File Names with special characters Mac vs. PC

This is slightly off topic from WavevLab and audio specifically but I’m not sure a better forum to ask on at the moment, and maybe there is some slight WaveLab involvement.

Over the years, I’ve had a few projects where the client tells me a song is missing from the zip file I send them. After the project is approved (usually via DDP), I’ll send zip files of all the WAV/mp3 files they need. In cases where a file name has a special character such as a question mark or something similar, there are times when Windows/PC users cannot see or access that file after the zip file is extracted.

I use all Mac computers here and it’s never a problem for me or other Mac users, but if the end user happens to be on Windows then it’s likely that after extracting the zip file, any files with unique characters are just not there.

Is this a Windows weakness or is this because of how OS X and/or WaveLab adds these characters in the rendered file names?

I’m certainly no expert on this, but Windows does not allow and cannot handle certain characters in file names. Maybe there are more, but these are listed when you try to use one: ‘?’, ‘/’, ‘', ‘:’, ‘*’, ‘’’, ‘<’, ‘>’, and ‘|’.

Yes, that’s basically what I’ve been finding and I’m also not a Windows expert. I was just seeing if there is something I could do better or different other than just omitting those characters in file names.

A cool WaveLab feature would be one that omits these characters that Windows doesn’t allow when rendering WAV and mp3 files. I still want these characters present in the metadata and CD-Text of course, but it would be a nice “set it and forget it” option to turn on so you don’t accidentally render files with characters that might be a problem on Windows. Maybe this already exists somewhere in WaveLab?

Maybe I’m wrong, but I think the OS and the Zip programs are supposed to take care of the file name conversions. Maybe they were using a third-party program to unzip that wasn’t taking care of this properly (?) Or an OS version with a bug (?)

I don’t know. It’s happened a few times over the years though. I always use the native OS X zipping/compress tool but of course, I have no control over what Windows users use to unzip.

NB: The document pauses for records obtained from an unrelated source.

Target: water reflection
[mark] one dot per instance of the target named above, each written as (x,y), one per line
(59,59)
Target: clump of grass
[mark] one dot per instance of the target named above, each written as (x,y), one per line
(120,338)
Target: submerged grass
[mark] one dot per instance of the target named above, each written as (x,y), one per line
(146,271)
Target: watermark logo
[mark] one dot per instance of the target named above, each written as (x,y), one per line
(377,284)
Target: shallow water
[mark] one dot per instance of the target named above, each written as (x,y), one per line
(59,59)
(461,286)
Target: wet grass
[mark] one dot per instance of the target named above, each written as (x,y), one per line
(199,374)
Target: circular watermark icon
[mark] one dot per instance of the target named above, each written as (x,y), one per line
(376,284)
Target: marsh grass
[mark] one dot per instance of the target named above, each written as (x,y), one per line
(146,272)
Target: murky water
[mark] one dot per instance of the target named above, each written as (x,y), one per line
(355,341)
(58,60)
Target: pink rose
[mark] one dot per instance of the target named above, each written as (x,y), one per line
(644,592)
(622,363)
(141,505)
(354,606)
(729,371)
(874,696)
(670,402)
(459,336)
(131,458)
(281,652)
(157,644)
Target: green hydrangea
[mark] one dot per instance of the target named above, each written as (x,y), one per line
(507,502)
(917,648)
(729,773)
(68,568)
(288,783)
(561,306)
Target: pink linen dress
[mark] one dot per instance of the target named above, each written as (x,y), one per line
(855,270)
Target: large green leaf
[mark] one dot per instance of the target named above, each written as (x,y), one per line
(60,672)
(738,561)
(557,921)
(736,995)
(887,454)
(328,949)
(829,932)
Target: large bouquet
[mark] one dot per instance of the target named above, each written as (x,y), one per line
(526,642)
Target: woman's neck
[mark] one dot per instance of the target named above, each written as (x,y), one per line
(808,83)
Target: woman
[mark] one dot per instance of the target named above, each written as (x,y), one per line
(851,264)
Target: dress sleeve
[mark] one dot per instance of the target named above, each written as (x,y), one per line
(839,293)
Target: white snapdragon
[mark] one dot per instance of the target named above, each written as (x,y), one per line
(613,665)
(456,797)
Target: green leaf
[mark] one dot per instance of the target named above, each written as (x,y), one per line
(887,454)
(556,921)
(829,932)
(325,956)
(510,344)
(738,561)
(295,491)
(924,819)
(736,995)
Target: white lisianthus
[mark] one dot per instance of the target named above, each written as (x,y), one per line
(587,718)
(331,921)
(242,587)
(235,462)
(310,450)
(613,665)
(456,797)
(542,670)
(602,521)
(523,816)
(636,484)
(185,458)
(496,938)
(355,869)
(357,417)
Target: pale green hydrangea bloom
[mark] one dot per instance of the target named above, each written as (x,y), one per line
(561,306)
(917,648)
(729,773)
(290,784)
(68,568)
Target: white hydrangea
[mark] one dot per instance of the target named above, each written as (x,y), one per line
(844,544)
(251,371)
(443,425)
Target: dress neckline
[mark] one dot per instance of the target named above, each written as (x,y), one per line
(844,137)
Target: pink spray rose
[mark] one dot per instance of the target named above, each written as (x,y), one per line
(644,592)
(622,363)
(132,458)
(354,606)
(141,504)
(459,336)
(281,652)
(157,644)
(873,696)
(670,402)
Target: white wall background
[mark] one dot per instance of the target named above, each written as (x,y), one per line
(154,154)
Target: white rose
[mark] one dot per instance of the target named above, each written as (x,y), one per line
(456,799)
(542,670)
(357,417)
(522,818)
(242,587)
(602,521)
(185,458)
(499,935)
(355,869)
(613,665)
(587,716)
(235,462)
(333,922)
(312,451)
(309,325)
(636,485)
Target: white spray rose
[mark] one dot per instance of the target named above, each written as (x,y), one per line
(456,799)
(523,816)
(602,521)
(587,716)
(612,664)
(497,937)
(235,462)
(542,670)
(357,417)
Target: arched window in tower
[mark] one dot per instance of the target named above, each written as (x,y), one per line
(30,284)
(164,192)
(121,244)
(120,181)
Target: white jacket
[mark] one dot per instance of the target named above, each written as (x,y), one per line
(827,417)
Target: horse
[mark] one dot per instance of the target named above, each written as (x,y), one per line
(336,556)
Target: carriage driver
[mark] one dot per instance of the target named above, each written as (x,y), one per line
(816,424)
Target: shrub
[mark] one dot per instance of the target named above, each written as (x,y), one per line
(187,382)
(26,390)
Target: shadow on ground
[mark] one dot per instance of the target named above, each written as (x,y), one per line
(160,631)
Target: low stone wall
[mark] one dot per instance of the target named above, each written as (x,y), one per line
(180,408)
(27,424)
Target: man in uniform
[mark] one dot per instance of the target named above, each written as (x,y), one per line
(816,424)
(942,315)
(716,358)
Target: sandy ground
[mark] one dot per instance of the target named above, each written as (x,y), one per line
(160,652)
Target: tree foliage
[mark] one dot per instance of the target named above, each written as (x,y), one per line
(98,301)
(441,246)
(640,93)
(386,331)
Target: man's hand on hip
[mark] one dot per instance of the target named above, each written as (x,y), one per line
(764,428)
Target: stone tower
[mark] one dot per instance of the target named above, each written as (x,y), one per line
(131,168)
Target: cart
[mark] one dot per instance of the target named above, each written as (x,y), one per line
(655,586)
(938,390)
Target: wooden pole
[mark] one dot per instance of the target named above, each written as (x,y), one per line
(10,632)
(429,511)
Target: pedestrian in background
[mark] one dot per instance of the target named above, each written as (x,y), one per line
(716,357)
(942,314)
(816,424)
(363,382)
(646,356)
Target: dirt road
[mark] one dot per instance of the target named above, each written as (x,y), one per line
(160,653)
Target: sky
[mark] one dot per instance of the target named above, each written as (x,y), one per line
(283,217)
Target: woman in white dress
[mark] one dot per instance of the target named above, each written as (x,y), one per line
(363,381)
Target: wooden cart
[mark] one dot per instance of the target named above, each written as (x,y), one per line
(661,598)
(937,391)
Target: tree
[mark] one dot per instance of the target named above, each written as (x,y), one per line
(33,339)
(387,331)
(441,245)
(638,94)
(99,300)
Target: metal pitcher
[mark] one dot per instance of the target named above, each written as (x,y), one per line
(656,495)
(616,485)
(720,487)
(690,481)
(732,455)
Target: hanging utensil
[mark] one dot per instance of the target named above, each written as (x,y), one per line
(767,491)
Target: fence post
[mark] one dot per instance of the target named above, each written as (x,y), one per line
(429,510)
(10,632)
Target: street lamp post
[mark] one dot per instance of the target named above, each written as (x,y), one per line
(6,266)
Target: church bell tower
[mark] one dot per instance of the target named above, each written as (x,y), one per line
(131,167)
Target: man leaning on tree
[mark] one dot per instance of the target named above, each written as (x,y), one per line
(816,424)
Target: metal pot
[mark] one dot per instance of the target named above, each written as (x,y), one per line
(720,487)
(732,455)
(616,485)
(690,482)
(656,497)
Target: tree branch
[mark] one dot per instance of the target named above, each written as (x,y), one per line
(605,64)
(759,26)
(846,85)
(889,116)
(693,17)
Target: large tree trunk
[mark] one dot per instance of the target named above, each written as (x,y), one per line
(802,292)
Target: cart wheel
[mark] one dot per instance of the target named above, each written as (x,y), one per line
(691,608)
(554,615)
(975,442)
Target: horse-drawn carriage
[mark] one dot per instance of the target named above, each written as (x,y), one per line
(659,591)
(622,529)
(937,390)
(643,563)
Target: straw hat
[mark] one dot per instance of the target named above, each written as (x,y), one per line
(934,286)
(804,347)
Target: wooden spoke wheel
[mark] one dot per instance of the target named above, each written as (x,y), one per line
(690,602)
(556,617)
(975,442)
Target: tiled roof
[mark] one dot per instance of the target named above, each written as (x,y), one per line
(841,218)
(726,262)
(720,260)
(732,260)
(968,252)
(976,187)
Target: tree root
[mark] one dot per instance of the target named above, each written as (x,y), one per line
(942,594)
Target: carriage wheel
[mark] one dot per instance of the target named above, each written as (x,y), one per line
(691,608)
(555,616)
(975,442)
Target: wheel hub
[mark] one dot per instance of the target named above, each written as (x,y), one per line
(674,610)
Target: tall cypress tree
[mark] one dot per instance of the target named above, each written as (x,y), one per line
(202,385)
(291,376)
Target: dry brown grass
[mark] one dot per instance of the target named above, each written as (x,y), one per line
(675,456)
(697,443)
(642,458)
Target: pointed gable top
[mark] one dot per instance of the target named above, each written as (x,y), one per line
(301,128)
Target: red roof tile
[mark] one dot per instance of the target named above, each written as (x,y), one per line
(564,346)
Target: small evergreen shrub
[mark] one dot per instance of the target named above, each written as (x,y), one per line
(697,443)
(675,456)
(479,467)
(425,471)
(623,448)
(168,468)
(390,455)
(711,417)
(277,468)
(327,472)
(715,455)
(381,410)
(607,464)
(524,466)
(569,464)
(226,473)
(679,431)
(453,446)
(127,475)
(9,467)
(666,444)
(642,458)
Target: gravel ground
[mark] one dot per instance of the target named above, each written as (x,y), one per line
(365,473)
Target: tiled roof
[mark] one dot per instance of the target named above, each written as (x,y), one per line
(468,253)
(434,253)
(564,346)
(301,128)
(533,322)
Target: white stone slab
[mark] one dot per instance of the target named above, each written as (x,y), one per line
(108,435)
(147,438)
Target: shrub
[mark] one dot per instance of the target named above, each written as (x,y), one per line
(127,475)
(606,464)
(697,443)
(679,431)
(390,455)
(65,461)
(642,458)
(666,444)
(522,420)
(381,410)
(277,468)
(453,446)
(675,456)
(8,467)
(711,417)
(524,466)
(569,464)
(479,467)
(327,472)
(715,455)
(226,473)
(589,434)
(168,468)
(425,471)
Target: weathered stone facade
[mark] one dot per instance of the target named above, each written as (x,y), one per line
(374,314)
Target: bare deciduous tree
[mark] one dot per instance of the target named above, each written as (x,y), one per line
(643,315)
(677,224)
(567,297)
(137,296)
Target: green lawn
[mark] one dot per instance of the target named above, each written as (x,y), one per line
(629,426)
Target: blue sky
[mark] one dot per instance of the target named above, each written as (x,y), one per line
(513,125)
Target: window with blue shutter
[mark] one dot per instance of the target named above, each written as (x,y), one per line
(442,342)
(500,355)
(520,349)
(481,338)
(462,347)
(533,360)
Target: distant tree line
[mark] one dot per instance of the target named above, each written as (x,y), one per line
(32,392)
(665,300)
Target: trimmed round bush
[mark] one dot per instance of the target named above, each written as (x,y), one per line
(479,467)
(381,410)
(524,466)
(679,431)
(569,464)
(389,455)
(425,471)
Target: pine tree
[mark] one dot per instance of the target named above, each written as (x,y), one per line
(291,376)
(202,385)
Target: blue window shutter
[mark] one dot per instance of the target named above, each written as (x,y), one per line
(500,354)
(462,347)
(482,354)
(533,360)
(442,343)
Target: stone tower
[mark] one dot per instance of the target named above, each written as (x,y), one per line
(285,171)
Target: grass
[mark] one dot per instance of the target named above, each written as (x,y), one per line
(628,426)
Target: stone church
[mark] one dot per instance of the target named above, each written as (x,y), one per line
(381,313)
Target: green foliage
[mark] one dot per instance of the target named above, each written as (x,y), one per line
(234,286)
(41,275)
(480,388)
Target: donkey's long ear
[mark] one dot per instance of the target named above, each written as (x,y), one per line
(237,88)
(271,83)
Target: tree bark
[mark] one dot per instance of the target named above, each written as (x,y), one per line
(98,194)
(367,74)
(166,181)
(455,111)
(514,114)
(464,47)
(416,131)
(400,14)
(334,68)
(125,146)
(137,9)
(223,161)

While this stuff makes sense to most of us here, it would be nice to just avoid the situation all together for those less tech savvy clients that think there is a huge problem because a file is missing and freak out.

I just tried this with a wav file with a question mark in the name, and other wav files in a folder. Zipped the folder using Mac built-in.

It unzips fine on Windows 10 with the free program 7-Zip. The question mark in the filename is replaced with an underscore.

But the file is not there if you unzip with the built-in Windows 10 unzip.

That seems messed up after all these years.

Thanks, this is good info to have on hand but I will also potentially be more careful with file names that have these characters.

As mentioned, it’d be nice if WaveLab had a setting to omit these characters from file names when rendering just to be safe.

Thanks again for checking on this.

You’re right, it would be good to omit those characters in the first place.

Because if you have another file with an underscore already where the question mark is, 7-Zip will then ask you how you want to rename the question mark file, so it gets kind of overly complicated.

But mostly because using the built-in Windows Unzip you’re going to get “missing” files.

I know this isn’t directly a WaveLab problem but it’s at least worth considering. With my workflow, the source clip names are populated to the montage markers which are then easily pushed to the CD-Text which is then easily pushed to the ID3 metadata, so that’s all good and very easy.

The issue comes in when you go to render a WAV or mp3 of each “CD Track” as you normally would. The file names are based on the marker names (plus a naming scheme if you choose) which is generally great but this is where it would be good to omit any potentially problematic characters automatically or transpose them to an underscore or something more universal.

I take note of this suggestion for the future.

I have literally just had something linked to this occur: carelessly named file created and compressed on mac … WinZip Pro on Windoze shows message about “skipping file: unable to create a sensible filename”.